The program was part of a 2018-2019 study by neonatologists from Cincinnati Children’s caring for babies in the NICU at the medical center and other local hospitals. The results, published recently in the Journal of Pediatrics, showed high-risk parents were five times more likely to read to their baby at home due to the intervention that took place at the hospital and that reading reduced the anxiety they felt during their child’s stay.
A new book titled Baby Bookworm, written by Dr. Hutton and neonatologist Dr. Viral Jain, MD, to reinforce the NICU Bookworms program, was recently published. It gives parents in the NICU at Cincinnati Children’s and other hospitals a way to help them bond with their babies.
Other early reading programs featured in the eco-bio-developmental model include: Reach Out and Read, through which children receive a new book and guidance about reading at home during well-visits from newborn through age 5; and Dolly Parton’s Imagination Library, which mails new books to the child’s home once a month from birth through age 5. Each of these are well-established at Cincinnati Children’s, in Ohio and nationally.

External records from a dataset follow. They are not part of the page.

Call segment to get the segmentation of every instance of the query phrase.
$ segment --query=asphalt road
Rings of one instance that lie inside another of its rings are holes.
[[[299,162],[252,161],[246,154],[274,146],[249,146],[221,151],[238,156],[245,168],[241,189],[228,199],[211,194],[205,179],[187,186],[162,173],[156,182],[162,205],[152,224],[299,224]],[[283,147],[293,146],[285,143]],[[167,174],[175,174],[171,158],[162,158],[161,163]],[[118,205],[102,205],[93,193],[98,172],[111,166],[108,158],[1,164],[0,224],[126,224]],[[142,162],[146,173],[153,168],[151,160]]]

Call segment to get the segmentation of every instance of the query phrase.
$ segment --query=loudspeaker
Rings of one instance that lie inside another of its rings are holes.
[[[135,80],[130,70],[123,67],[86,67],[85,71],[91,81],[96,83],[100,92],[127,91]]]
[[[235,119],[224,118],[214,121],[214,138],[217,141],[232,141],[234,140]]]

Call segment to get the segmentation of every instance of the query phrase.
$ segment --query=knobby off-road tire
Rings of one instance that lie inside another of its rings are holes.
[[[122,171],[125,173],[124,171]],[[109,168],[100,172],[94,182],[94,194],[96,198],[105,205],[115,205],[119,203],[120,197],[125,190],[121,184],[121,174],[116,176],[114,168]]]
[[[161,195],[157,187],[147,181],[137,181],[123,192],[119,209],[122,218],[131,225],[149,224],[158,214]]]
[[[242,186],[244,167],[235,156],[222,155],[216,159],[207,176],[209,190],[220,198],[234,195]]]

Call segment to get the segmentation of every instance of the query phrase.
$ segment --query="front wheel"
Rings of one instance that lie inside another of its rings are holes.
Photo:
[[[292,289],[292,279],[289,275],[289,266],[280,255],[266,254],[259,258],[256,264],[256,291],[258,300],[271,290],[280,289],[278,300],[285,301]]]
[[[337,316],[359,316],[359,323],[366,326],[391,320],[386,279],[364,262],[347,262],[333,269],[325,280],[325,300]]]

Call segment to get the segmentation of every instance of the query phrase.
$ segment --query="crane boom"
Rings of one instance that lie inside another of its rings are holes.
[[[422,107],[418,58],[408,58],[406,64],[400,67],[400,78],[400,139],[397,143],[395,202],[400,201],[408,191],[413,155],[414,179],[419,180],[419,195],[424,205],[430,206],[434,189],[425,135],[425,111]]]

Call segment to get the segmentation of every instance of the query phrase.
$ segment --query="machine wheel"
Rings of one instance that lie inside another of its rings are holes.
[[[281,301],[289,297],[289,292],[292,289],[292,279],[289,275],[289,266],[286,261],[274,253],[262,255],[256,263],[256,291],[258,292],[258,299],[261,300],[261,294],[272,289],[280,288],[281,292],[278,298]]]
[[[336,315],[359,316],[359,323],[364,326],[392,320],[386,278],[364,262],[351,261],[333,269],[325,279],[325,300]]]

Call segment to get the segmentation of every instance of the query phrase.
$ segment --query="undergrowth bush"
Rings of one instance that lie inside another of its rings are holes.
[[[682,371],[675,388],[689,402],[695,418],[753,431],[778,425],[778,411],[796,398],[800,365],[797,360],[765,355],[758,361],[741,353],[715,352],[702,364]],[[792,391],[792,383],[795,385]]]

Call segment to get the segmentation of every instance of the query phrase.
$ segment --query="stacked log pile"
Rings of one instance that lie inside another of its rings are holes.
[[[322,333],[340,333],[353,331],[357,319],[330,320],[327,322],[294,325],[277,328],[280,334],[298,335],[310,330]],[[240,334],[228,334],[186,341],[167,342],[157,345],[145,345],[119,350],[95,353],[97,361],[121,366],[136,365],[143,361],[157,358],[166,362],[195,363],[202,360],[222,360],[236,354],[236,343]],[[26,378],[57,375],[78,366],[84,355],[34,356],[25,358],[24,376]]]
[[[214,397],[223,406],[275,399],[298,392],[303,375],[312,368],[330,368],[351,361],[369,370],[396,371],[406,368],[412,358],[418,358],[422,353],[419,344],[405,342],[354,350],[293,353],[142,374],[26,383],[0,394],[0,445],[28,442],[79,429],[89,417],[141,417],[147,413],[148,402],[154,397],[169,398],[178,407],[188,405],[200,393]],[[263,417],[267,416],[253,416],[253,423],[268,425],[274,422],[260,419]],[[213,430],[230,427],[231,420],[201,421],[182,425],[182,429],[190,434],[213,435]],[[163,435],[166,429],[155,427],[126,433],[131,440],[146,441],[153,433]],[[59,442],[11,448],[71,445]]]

Hutton also recently developed a new screening tool featured in the model called The Reading House, described in a recent study published in Pediatrics, which directly engages preschool-age children during clinic visits so pediatricians can assess their early literacy skills. The book has the potential to identify reading difficulties as early as age 3, target interventions to skills, and empower families to help their child at home.
“Rather than a passive approach, early literacy screening and interventions that are administered by pediatric practitioners through this new model can help identify potential reading difficulties, address risk factors during a period when neural plasticity is high, and improve outcomes,” Hutton said.